Similarly, university students are considering human rights abuses in Nigeria by the Boko Haram, the genocide in Biafra, and the roundup of Jews for the death camps in Europe in the same courses. The Turkish slaughter of the Armenians beginning in 1915 — like massacres in Biafra in 1967, Cambodia in 1975, Burundi and Rwanda in 1994, and Darfur in 2003 — as well as countless other examples of genocide do not resemble the unique phenomenon that was the Holocaust. Unlike other examples of genocide, the Holocaust was a set of governmental decisions by the Nazis to destroy a race not only within their country or their borders, but anywhere they lived or were found. 

Finally, there never developed a groundswell of support from religious authorities to create a definitive prayer, service, or ritual to commemorate the memory of the six million. The lighting of yellow memorial candles in the home never caught on. Attaching the Holocaust to Tisha B’Av turns a unique event in Jewish, and world, history into an afterthought. (There is not even a universally accepted kina (dirge) which is recited in all synagogues.)

Historically, Jewish communities in Europe instituted Fast Days and remembrances on days of historic tragedy. These days or events during the middle ages were memorialized religiously although they affected far smaller numbers. They were also eventually memorialized in some of the poetic elegies (kinot) recited on Tisha B’Av (which begins this Saturday evening at sundown). This did not mean that small towns and cities did not remember them separately during the year, for generations after they had occurred. 
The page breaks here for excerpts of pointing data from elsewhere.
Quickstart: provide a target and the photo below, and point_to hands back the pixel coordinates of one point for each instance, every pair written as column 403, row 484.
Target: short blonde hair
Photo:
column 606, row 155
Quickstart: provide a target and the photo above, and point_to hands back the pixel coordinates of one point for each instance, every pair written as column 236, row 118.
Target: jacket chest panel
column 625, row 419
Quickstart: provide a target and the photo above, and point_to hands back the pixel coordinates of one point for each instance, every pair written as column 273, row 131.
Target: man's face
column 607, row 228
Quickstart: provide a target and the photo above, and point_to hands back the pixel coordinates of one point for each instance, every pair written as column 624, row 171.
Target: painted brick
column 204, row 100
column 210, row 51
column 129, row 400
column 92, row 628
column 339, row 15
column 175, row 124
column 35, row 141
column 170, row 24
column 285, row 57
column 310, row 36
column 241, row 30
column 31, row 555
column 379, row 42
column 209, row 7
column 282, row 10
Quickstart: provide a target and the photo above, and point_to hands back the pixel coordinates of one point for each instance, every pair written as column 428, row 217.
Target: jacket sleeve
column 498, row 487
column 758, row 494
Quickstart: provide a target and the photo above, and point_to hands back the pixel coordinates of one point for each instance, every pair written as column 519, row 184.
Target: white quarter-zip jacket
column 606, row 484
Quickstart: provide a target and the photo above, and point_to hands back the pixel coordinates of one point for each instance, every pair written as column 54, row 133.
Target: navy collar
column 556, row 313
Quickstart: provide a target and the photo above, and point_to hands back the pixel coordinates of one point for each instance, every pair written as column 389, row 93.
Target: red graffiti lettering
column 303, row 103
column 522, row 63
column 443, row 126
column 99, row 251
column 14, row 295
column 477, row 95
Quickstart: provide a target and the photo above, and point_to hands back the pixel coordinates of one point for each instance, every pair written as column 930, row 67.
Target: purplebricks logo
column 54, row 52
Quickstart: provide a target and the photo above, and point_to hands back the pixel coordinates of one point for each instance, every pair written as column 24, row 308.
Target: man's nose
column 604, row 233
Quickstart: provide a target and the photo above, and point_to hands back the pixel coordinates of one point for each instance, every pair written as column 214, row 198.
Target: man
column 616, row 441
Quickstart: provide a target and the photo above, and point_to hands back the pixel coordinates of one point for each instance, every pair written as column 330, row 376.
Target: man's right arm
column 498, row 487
Given the scope of this tragedy and the nature of memory — as well as human beings’ innate desire not to remember sad events — it is likely that in a few generations there will be very few people who will still remember the Holocaust. It will only remain on the calendar and in the minds of individuals and communities if the rabbis and Jewish leaders of today take it upon themselves to innovate where their counterparts, in the more immediate aftermath of the Holocaust, were much too conservative and passive to act. They need to take it upon themselves to do what Jewish leaders did throughout history. They need to institute and agree upon a multi-denominational form of observance to remember the Holocaust, such as a Fast Day, a Seder, a meaningful ritual — such as reading the names of the victims, one by one — or some other innovative format to mark Yom HaShoa. If they do not do so, our grandchildren will not remember the Holocaust, and our grandparents will never forgive us.